Marianna Kurtto

Marianna Kurtto
Photographer
Aapo Huhta
Marianna Kurtto: Tristania. Novel, WSOY, 2017. Nominated for the 2019 Nordic Council Literature Prize.

Motivation:

In October 1961, a volcanic eruption on the secluded island of Tristan da Cunha made headlines in the international media. Just a few hundred inhabitants lived on this South Atlantic island, which lies more than two thousand kilometres from the African continent. They were forced to flee to a nearby island inhabited by fulmars, from where they were evacuated to Cape Town and London.

After the catastrophe, many reports and textbooks have been published on the subject of Tristan da Cunha, which is associated with ideas of a paradisiacal island and a well-functioning community. Marianna Kurtto (b. 1980) made use of these when she was studying the island’s history and the lives of its inhabitants. On the basis of the facts, she has written an original fictional account about the eruption of the volcano. In a fascinating way, the novel alights on the soil of Tristan da Cunha and movingly describes the fate of the inhabitants. The novel partly deals with events in the mid-1950s, and follows the islanders’ lives until the mid-1960s.

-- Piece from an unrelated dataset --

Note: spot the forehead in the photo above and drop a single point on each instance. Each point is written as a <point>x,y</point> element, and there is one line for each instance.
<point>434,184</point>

Tristania – which is the name of the islanders’ own ship – can generically be characterised as a modern representative of the tradition of island tales. Island stories have been told in world literature ever since Homer’s Odyssey, and Nordic folk tradition, too, has no lack of descriptions of islands and their inhabitants. The tradition also includes castaway narratives in the style of robinsonades or tales of “the islands of the blessed”, to which, in Strindbergian manner, anti-utopian features have been added.

Marianna Kurtto uses the elements of the tradition in a personal manner. In Tristania, the people live as part of nature, and mainly get by on what they can harvest from the island and the sea. They are close to each other and take their decisions together. But even in Paradise a snake can sneak in, especially when nature shows itself from its harsher side: The recurrent storms put the islanders to the test, the ground trembles and a volcano spews forth lava. “Maybe the island’s birth was a mistake right from the beginning: The island is a child that was born by accident and grew much too big, and now it must be destroyed,” – as the narrator says, seeking a natural explanation for the island’s problem.

Tristania focuses on different families and their situations; the children, too, are naturally included in the story. The novel consists of alternating narratives that illuminate the same events from different points of view. The basic story is also enriched by the fact that the action of the novel sometimes shifts to England and South Africa. At the centre is the fisherman Lars and his wife Lise, whose relationship has been getting bogged down. Their son Jon is growing up and is seeking his own identity, and his voice adds a further nuance to the study of the family’s relationships. Of the other narrators, the island’s only teacher, Martha, stands out; her traumatic past casts a shadow over her relations with other people.

When the volcano erupts, Lars is away on a business trip to England, where he has fallen in love with a florist, Yvonne, and is living with her. When Lars reads in the newspapers about the events in Tristan da Cunha, it pricks his conscience and he tries to get home to his family. In the novel, Lars is a kind of Odysseus, who has fallen for the temptations of the sirens. Lise, on the other hand, is dissatisfied with the role of Penelope, and swaps her husband for an office administrator she met in Cape Town. Lars also finds a new partner in the form of his former neighbour Martha, who accompanies him on his journey back to Tristan da Cunha.

Many of the islanders who were evacuated to England also return. “The sea was far away, they said, and we sank down into the ground. Some of them brought with them a new spouse or a child born during their exile, and their secluded home was no longer a matter of chance; the hand of no God had thrown them there, they had chosen their place themselves.” A happy ending to the narrative thereby develops, even though the original paradise is no longer possible to attain.

One of the strengths of the narrative style of Tristania is the development of the story through the creative use of flashbacks and flashforwards. The novel moves with the people, and constantly takes unexpected turns. The narrative style rewards the reader by solving the problems and unknotting the jumble of human relationships. The novel is supported all the way through by language that reveals a love of inventive similes and metaphors which add a lyrical element to the work.

In recent years, Finnish literature has grown more multicultural, and Finnish writers have increasingly made use of topics and themes drawn from a wider context. “With the help of the imagination, you can, if you wish, travel to the ends of the earth and into the hearts of other people,” as Kari Hotakainen, winner of the 2004 Nordic Council Literature Prize, wrote. With her novel, Marianna Kurtto joins this group of literary globetrotters.

Prior to Tristania, Marianna Kurtto has published five collections of poetry and has been awarded several literary prizes in Finland. She also works as a translator of English-language fiction and poetry.